GE’s vision statement, as of 2014, is to become ‘the world’s best infrastructure and technology’ . This highlights GE’s long-term goal for providing new and advanced products that support industrial progress. Building on Michael Porter’s five forces analysis (1979), GE tries to maintain a competitive advantage in all of its businesses. GE’s document ‘Our Strategy’ highlights the desire for ‘transforming our portfolio.’  Differentiation is GE’s major growth strategy. GE’s primary intensive strategy revolves around growth achieved through digitised products that increase the company’s sales revenue, in order to have the leading edge against competitors. Operating in multiple business segments, GE is one of the most diversified businesses in the world and is known for having the highest number of company-owned patents in the US. This emphasis on firm-specific valuable assets shows GE’s adoption of the resource-based view in its strategy. A strategic objective based on differentiation spreads risk across various industries and markets. The strategy follows on to allow GE to penetrate new markets in order to increase competition against competitors like 3M and Siemens. Thirdly, GE’s strategy involves diversification. However, diversification plays a minor role due to the high costs of major investment and organizational change. Instead, GE (2014) said they will be ‘investing in adjacencies and pursuing opportunities that are closely related to our core.’  Because GE Capital, GE’s financial services division, is no longer relate to GE’s new core of infrastructure and technological progress, the strategy towards it is to reduce the size of this division.

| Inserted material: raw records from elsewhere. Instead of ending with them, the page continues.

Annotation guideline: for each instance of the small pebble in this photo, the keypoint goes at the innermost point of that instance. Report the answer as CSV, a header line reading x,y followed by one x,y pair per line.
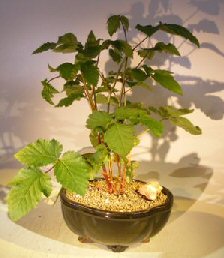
x,y
98,197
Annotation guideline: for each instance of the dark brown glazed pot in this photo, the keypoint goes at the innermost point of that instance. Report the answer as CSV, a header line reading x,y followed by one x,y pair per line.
x,y
114,229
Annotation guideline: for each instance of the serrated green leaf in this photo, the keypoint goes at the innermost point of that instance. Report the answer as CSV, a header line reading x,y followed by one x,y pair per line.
x,y
68,71
155,127
98,119
147,30
125,22
165,79
186,125
66,43
115,55
72,171
113,24
138,74
40,153
28,188
65,102
90,73
45,47
179,30
48,91
120,139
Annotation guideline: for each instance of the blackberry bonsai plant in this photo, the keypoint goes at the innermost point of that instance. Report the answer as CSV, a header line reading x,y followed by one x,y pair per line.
x,y
104,208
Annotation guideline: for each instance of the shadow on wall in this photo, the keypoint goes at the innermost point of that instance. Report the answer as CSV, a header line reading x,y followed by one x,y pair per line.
x,y
21,104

Before evaluating GE’s public strategy, we must first understand GE’s organisational structure. GE has a multidivisional organisational structure. What this means is that GE’s divisions have their own executives who implement strategies that suit their corresponding industries and markets. Thes GE businesses behave as subsidiaries, which prioritize the needs of business endeavours based on specific market conditions. A SWOT (strengths, weaknesses, opportunities, and threats) analysis of GE marks this segmentation as a strength of the business, an opportunity for the company to grow in multiple segments simultaneously. GE’s structure also includes organisation-wide corporate teams, which implement strategies for the entire conglomerate. Such teams are a secondary structural feature which ensure coherence among all business divisions in order to maintain a strong and stable conglomerate that follows GE’s general strategy and vision. Finally, GE’s structure is also divided by geographical location. This consideration of geographical segmentation is done so that regional executives are presented with reported business data that is relevant to them and so can appropriately influence location strategy.

So, does GE’s structure follow logically from its strategy? GE’s organisational structure allows for independent strategic development for each operating segment. This may limit GE’s vision for infrastructure & technological advancement and prevent the reduction of GE Capital due to the decentralised nature of the organisation which allows the GE businesses to behave quasi-autonomously. Kay, McKiernan and Faulkner (2006) support this and state that ‘the attempt by each department head to expand the size of his own empire was seen as having led to profitless growth for the corporation as a whole.’  However, following a McKinsey report (1969), GE implemented these strategic business units which simplified the conglomerate into a smaller number of operating businesses, each responsible for their own strategic planning. This left the function of central management to portfolio planning, the allocation of resources between these strategic business units. Managers of GE’s segments can still consider and use GE’s corporate vision to direct their subsidiary toward desired general future business target. During his tenure as CEO, Jack Welch abandoned GE’s bureaucratic mannerisms, replacing document driven processes with personal informal, face-face discussions and data heavy business plans with slim ‘play books’ that summarised key strategic issues. This allows for each of the organisation’s businesses to adapt key strategic issues as they see fit. Furthermore, organisation-wide corporate teams develop and implement coherence throughout the company, hence facilitating the implementation of GE’s strategy by strengthening operational capabilities and competitiveness to match market challenges and industry trends. Therefore, this corporate structure optimizes General Electric’s effectiveness in not only addressing industry-specific challenges, but also permits the differentiation advocated by GE’s strategy. However, because some of GE’s segments compete with each other, such as GE Power and GE Renewable Energy, this does not follow logically from the public strategy and may result in mismanagement due to facing difficulties in selecting priorities. For the structure to logically follow the strategy, there is therefore also a need for managers to implement co-development strategies for competing divisions alongside GE’s public strategy.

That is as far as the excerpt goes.